A couple of things: This is a 3-voice-coil woofer. The reason for it is quite simple:

a) Left Channel
b) Right Channel
c) Center Channel

Thereby allowing it to be used in a "modern" TV sound reinforcement system with a center channel, and include all three feeds in one box.

Some points:
- you do not need to use all three voice coils.
- you do not want to parallel any of them, much less all three of them.
- Conversely, there is no benefit in running them in series.

Now. More *stuff*. Bass is directionless only below -about- 500 hz. So, any speaker less than 10 - 12" or so will struggle to produce decent volumes below 500 hz. Meaning that there might be some undesirable 'directionality' with this speaker.
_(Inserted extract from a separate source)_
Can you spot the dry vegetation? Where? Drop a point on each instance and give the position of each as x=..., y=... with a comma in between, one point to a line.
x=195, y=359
let's analyze 3 amps & 70 watts. That suggests that your amp needs to put out a nominal 24 v. This is trivial to a modern amplifier. That is part A. Part B is the likelihood that the rating you suggest is the Maximum Sustained Rating this speaker can handle over a normal distribution of frequencies, not the REQUIRED rating. Example: I have a pair of speakers 'rated' at 50 watts. I feed it from a 200 WPC amp. and whereas I will seldom clip, the speakers will see all 200 watts briefly on loud passages quite often, and sustain no damage. But, most of the time, the speakers will be seeing just a few watts. Seldom does much musical signal sustain a high output, and seldom do most users play at an ear-bleed level.

All of the above is very broad-brush, without any information on your source, amplifier, actual listening conditions, ultimate purpose and application of the speaker.